It is a year of celebration for the Study Club as it celebrates 90 years of existence.
Celebrations kicked off in Muizenberg on Tuesday last week at the home of the club’s chairperson, Jenna Monk.
Ms Monk said the Study Club was founded in 1934 by Adeline Turner, the wife of an American businessman, as a regular get-together for the wives of diplomats.
The purpose of the club was for intellectual discussions and was later opened to university graduates looking for stimulation through study other than their field of discipline.
Members are given a year to prepare a white paper to present to the club.
In its early days, each member had to put forward two topics and the most popular topic became the following year’s subject.
Nowadays, Ms Monk said, members can choose their topics, and there have been many interesting topics of which one of late was the “history of trousers”.
Ten of the club’s 15 members attended the meeting last week where they wore white gloves and enjoyed a glass of sparkling wine.

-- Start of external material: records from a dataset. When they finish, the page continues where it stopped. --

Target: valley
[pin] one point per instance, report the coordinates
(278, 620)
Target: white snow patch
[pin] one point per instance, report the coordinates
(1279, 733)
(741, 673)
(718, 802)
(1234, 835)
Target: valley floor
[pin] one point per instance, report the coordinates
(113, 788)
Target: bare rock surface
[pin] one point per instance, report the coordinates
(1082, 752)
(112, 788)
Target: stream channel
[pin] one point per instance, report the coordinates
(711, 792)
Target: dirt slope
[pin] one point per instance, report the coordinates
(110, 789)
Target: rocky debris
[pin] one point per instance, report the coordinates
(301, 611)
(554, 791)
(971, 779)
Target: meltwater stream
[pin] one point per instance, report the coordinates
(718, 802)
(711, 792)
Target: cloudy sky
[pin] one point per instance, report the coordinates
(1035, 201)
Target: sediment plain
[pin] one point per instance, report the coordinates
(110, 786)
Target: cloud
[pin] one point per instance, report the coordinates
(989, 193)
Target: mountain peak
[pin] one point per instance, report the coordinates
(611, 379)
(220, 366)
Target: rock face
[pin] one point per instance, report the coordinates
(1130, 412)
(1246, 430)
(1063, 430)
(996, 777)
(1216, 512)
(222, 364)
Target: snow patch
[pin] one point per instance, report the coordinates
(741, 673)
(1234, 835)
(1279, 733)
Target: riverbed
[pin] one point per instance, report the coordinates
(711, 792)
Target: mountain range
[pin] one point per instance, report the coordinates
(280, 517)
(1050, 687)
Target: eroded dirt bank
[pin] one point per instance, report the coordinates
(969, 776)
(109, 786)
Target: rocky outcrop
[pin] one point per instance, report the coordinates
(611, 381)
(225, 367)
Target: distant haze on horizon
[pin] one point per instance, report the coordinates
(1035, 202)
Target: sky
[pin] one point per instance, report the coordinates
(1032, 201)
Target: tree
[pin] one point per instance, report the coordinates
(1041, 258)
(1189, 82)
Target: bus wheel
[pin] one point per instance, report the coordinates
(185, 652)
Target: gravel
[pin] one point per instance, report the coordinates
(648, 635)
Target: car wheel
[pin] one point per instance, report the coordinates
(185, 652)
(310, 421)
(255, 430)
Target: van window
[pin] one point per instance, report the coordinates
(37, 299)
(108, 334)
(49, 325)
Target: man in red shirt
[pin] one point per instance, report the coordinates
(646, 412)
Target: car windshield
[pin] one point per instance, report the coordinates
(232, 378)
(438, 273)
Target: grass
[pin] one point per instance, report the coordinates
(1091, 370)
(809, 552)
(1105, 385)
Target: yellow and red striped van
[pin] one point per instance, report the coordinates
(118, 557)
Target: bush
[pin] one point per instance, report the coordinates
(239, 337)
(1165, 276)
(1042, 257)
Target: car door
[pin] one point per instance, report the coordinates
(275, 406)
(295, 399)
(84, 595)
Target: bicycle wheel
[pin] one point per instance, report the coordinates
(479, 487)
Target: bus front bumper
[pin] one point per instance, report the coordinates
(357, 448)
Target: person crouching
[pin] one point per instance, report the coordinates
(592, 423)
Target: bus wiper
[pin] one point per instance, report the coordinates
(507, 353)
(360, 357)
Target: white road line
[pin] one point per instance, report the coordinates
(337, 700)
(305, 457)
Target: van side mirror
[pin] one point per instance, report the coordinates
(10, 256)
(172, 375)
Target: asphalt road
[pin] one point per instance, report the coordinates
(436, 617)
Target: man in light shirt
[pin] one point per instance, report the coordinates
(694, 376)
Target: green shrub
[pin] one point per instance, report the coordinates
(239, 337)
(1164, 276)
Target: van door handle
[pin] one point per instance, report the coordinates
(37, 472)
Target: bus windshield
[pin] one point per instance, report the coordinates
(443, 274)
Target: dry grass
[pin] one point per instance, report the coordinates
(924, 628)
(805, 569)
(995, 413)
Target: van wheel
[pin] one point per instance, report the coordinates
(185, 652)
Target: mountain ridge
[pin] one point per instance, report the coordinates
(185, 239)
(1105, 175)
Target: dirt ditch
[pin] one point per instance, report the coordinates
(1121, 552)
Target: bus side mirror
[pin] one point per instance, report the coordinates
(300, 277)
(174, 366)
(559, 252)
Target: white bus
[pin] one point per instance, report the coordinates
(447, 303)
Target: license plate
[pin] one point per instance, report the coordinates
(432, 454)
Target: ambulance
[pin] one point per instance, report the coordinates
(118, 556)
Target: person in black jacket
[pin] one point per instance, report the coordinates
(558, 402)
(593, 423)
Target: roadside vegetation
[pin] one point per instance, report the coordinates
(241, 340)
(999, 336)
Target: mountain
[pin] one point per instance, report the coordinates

Ms Monk had decorated her home with balloons and had put out old memorabilia on the coffee table, and one of the club’s newer members, Margaret du Toit, presented a paper on “A change is as good as a holiday – a look at the past 75 years”.
Ms Monk said celebrations would take place throughout the year at the club’s various meetings.
In the early days, she said, the wearing of hats, gloves, and stockings at meetings was compulsory, and unexcused absence terminated membership.
These were two of the club’s five rules that have since been discontinued, but the other three rules remain to this day: No talks of domestics or bridge are allowed; every member has to read one paper a year; and only two items, one sweet and one savoury, are allowed at afternoon teas, which each member must host.
The club meets twice a month on a Tuesday from 2pm to 4pm and members are from Mowbray, Llandudno, Pinelands, and Muizenberg.
In 1984 the club celebrated its golden anniversary and in 2009, it celebrated its 75th anniversary with a break from tradition.
It relaxed its “no husband” tradition and spouses were invited to the November celebrations held at the home of Peter and Lynn Watkins in Hout Bay (“Gregarious grannies celebrate 75 years of study,” Sentinel News, December 4, 2009).
Club secretary Bridget Stephens, 80, said she had been a member since 2009. She had heard about the club through a friend who had been a member at the time.
She said she was working on a paper but could not reveal its title just yet.
Asked what her main source for research is, she said “Anything and everything,” adding that she had read six books for one of her papers, “Mountaineering”, which she had done many years ago.
She said the topics chosen by members “tells you a lot about them” and she loves learning new things like “there was a mini ice-age in the 16th century”.